Dorothy supuso que se habrían escapado debido a un fallo en el cierre. Rodeó primero el recinto y exploró después por los alrededores, sin encontrar una sola pista de ellos. Hasta que cansada de buscar y buscar, le pareció ver a uno en mitad de una hondonada y a cierta distancia de donde estaban.

El alemán, que se había quedado a las puertas del chamizo, desconcertado por la pérdida de los animales, de repente descubrió algo que llamó su atención sobre la paja, a pocos centímetros de la entrada. Lo recogió y se lo guardó en un bolsillo.

La teoría de Dorothy, basada en un tonto accidente, no se terminaba de sujetar cuando dos horas después solo habían localizado a dos cachorros, de los cincuenta que según ella andarían vagando por los alrededores. Así lo veía Luther. Sencillamente no le cuadraba.

A escasos metros del aparcamiento, Dorothy seguía tratando de convencerlo.

—Si se han escapado, aparecerán. Es solo cuestión de tiempo.

—Del que no dispongo —contestó él con expresión contrariada.

—Si tuviese más cachorros te los cambiaba ahora mismo. Aunque me temo que eso no va a ser posible. Lo siento. Tendrás que esperar a que los reunamos para enviártelos más adelante, o si no, a la nueva paridera.

—Dorothy… Todo esto está siendo muy lamentable.

Luther estaba seguro de su buena fe, la conocía. Pero no tanto de la de su personal.

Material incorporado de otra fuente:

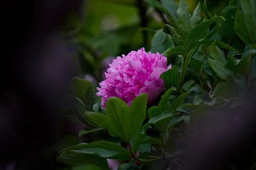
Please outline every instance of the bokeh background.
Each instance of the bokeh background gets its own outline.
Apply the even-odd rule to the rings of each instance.
[[[186,1],[192,12],[199,1]],[[207,0],[216,15],[229,2]],[[79,76],[97,86],[113,58],[149,50],[164,16],[143,0],[4,1],[2,7],[0,170],[97,169],[55,160],[62,148],[104,137],[79,138],[87,127],[65,107],[66,85]]]

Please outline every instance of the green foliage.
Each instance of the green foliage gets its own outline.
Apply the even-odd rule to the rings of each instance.
[[[147,95],[136,97],[130,107],[121,99],[108,99],[106,115],[99,113],[86,112],[92,121],[108,130],[112,136],[119,137],[129,142],[138,132],[146,117]]]
[[[162,53],[169,48],[174,46],[171,36],[165,33],[162,29],[156,32],[151,41],[150,52]]]
[[[212,16],[206,1],[202,5],[204,14],[199,2],[192,14],[184,0],[178,5],[172,0],[144,1],[164,16],[165,24],[154,28],[158,30],[152,34],[150,51],[163,53],[171,62],[171,68],[160,77],[165,89],[152,103],[147,103],[147,95],[141,94],[130,107],[121,99],[111,97],[104,110],[95,100],[93,85],[73,79],[67,96],[69,103],[81,121],[95,128],[82,129],[79,136],[104,132],[105,135],[117,137],[121,143],[106,139],[74,143],[60,152],[58,161],[108,169],[106,158],[129,160],[118,169],[140,169],[132,163],[172,159],[166,143],[172,137],[173,130],[180,130],[180,136],[183,131],[176,129],[176,125],[194,132],[195,127],[200,125],[198,121],[217,116],[217,111],[224,117],[226,113],[248,107],[241,99],[253,88],[256,79],[255,1],[230,1],[221,16]],[[175,149],[175,144],[170,144],[170,150]],[[160,152],[157,157],[149,156],[153,154],[153,147]]]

De hecho, a esas alturas no tenía ninguna duda de que la desaparición no había sido fortuita. Pero prefirió dejarlo como estaba. Al fin y al cabo, a él no le urgía reunir más perros en Grünheide, solo a Stauffer.

A un solo paso del coche, a Dorothy le extrañó el repentino interés que mostró el alemán por despedirse de Zoe, refiriéndose a ella como: «aquella interesante joven con la que me crucé a mi llegada».

Los empleados que la buscaron en su habitación, en los parques de entrenamiento, en los almacenes y hasta en la zona de enfermería no dieron con ella.

—No pierdas más tiempo, Luther. Fortunate Fields es demasiado grande, y si todavía no la han encontrado, puede que no lo consigan en un buen rato. Descuida, que le trasladaré tu despedida.

Antes de abandonar definitivamente la finca, cuando el coche de Luther enfilaba la última recta antes de alcanzar los arcos de entrada, la vio trotando a caballo con su perro a escasos cincuenta metros de distancia. Tocó el claxon y se detuvo. Zoe, advertida por sus gestos, se dirigió hacia él con el corazón acelerado. Acababa de dejar a cuarenta y ocho cachorros en las instalaciones de la vecina finca también propiedad de Dorothy, donde se entrenaban los perros guía para ciegos.

—¿Ya se va? —Ella jugueteó con un rizo de su pelo.

—Sí, pero me alegro de haberme cruzado con usted antes, al menos para despedirme. Como ve, me vuelvo sin los perros que vine a buscar.

—¿Podría saber por qué? —Zoe se esforzó para que no le temblara la voz.

—Cómo no. Sencillamente porque han desaparecido. ¿Usted se lo explica?

—No… No tenía ni idea…

Se sintió tan incómoda y tensa que buscó su perla de forma inconsciente. Pero al echarse la mano al pecho se dio cuenta de que no la tenía. Recordó la caída cuando estaba sacando los perros de la caseta y dedujo dónde la había perdido. Se le enrojecieron las mejillas de golpe y musitó un «buen viaje», que sonó ahogado.

Luther, al poner el coche en marcha y a punto de irse, le dijo:

—No entiendo por qué lo ha hecho, pero si alguna vez nos volvemos a cruzar, me gustaría saberlo. Que tenga un feliz día. Aufwiedersehen.